S’agissant des dépenses relatives aux transferts à l’étranger des dividendes au titre des investissements étrangers au Maroc qui représentent par ailleurs une part négligeable de nos dépenses en devises (environ 2% en moyenne), ces dernières  ne doivent pas faire l’objet de mesures restrictives , et ce, en raison des deux principaux arguments suivants :

-En premier lieu,  les transferts de dividendes constituent selon les termes de l’article XXX des statuts du FMI des opérations courantes. Or, ces opérations ne peuvent pas faire l’objet restrictions de la part d’un Etat membre sans l’approbation du Fonds Monétaire International, selon les dispositions de l’article VIII des statuts du FMI auquel le Maroc a souscrit en 1993.

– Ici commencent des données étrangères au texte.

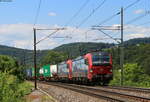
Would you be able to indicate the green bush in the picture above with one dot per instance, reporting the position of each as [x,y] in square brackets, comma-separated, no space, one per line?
[11,90]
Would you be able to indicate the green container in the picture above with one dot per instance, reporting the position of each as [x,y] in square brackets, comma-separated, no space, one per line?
[46,70]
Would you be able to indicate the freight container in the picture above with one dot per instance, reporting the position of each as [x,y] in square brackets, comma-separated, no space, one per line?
[37,72]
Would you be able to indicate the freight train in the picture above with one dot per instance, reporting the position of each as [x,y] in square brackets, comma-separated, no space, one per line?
[92,68]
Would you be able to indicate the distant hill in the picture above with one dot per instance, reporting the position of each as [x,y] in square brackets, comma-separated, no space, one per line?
[25,56]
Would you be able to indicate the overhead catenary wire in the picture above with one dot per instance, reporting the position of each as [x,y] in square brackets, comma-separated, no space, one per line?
[130,5]
[47,36]
[138,18]
[37,13]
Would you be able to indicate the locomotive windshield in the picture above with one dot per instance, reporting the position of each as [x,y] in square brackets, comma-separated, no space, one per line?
[101,59]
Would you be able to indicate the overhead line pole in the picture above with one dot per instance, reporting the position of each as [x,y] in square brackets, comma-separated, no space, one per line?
[122,50]
[35,43]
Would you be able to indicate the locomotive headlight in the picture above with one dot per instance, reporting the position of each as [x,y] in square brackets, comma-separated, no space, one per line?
[91,70]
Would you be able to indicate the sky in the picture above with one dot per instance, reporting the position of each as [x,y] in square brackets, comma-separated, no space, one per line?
[18,17]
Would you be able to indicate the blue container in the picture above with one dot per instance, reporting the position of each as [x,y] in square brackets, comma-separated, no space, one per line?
[29,73]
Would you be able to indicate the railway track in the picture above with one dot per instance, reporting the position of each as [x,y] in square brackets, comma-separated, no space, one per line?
[101,93]
[134,89]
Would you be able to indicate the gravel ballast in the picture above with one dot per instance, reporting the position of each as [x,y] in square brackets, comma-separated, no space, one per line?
[65,95]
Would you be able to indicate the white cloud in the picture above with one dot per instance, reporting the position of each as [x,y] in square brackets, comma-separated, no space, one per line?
[51,14]
[139,11]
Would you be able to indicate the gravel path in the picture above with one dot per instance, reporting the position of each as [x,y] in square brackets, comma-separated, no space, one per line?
[64,95]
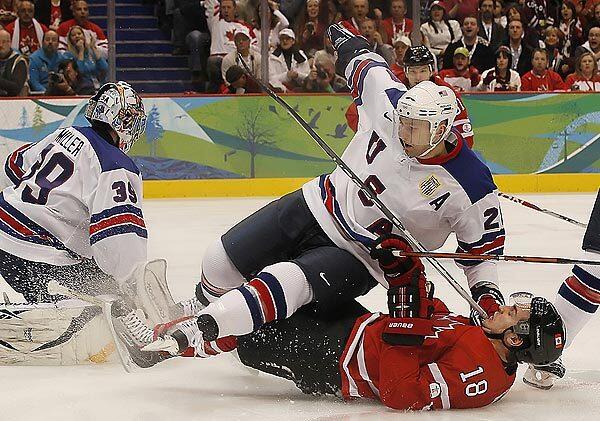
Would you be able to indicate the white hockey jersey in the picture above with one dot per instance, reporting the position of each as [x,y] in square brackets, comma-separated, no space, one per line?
[432,198]
[74,195]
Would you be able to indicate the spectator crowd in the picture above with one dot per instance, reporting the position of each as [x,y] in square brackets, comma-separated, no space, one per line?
[51,46]
[479,45]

-En deuxième lieu, la liberté de transfert des dividendes constitue une composante essentielle des engagements du Maroc à l’égard des investisseurs étrangers, engagements à travers lesquels le Maroc garantit depuis une trentaine d’années à ces investisseurs la liberté de transférer le fruit et le produit de cession de leurs investissements. Par conséquent, le retour sur un engagement étatique affecterait la crédibilité du Maroc et serait très mal perçu par les investisseurs et les bailleurs de fonds étrangers, et partant, aurait un effet inter-temporel très grave. Au contraire, le respect des garanties offertes aux investisseurs étrangers dans une situation extérieure tendue serait une excellente occasion pour le Maroc pour démontrer l’effectivité de ces garanties.